L’événement apporte une contribution significative au débat qui déchire la société française. Celui relatif à la compétitivité, cet idéal des temps modernes que nous devons cultiver pour atteindre le nirvana. Le Gouvernement et le Medef sont tous deux d’accord pour l’adoption de cet art de vivre. Mais ils se disputent sur les moyens d’en imposer le culte. Les autorités publiques sont favorables à une « trajectoire de compétitivité », une sorte de procession pépère vers l’ascèse, au cours de laquelle les populations auront le temps de s’accoutumer au vertige de la descente. Le Medef défend un « choc de compétitivité », consistant à alléger derechef la charge du ballon-entreprise et à alourdir le boulet fiscal des consommateurs.

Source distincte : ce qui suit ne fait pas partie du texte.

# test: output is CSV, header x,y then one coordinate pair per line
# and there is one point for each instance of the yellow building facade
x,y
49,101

Ainsi, la chute plus rapide de ceux-ci permettra à la prospérité de celui-là d’aller plus haut, selon le premier principe de la thermodynamique sociale. L’ennui de cette approche scientifique, c’est que les expérimentations sur la quête de compétitivité, passées ou en cours, ne sont pas totalement probantes. Il s’avère en particulier que les citoyens peu enclins à la parcimonie résistent mal au franchissement du mur du son, et se crashent lamentablement avant d’avoir atteint le paradis. La question est donc de savoir si les Français sont suffisamment entraînés pour résister au grand saut dans la compétitivité supersonique. Entre nous, ce n’est pas certain.

La recette du jour

Programme d’entraînement

Vous connaissez les vertus indépassables de la préparation avant toute compétition. Echauffez-vous sans tarder pour le grand marathon d’ascèse qui se profile. Entraînez-vous à sauter directement du petit-déjeuner au dîner, puis essayez de squeezer le dîner. Ce n’est pas gagné d’avance. Mais si vous n’y parvenez pas, adhérez au Medef.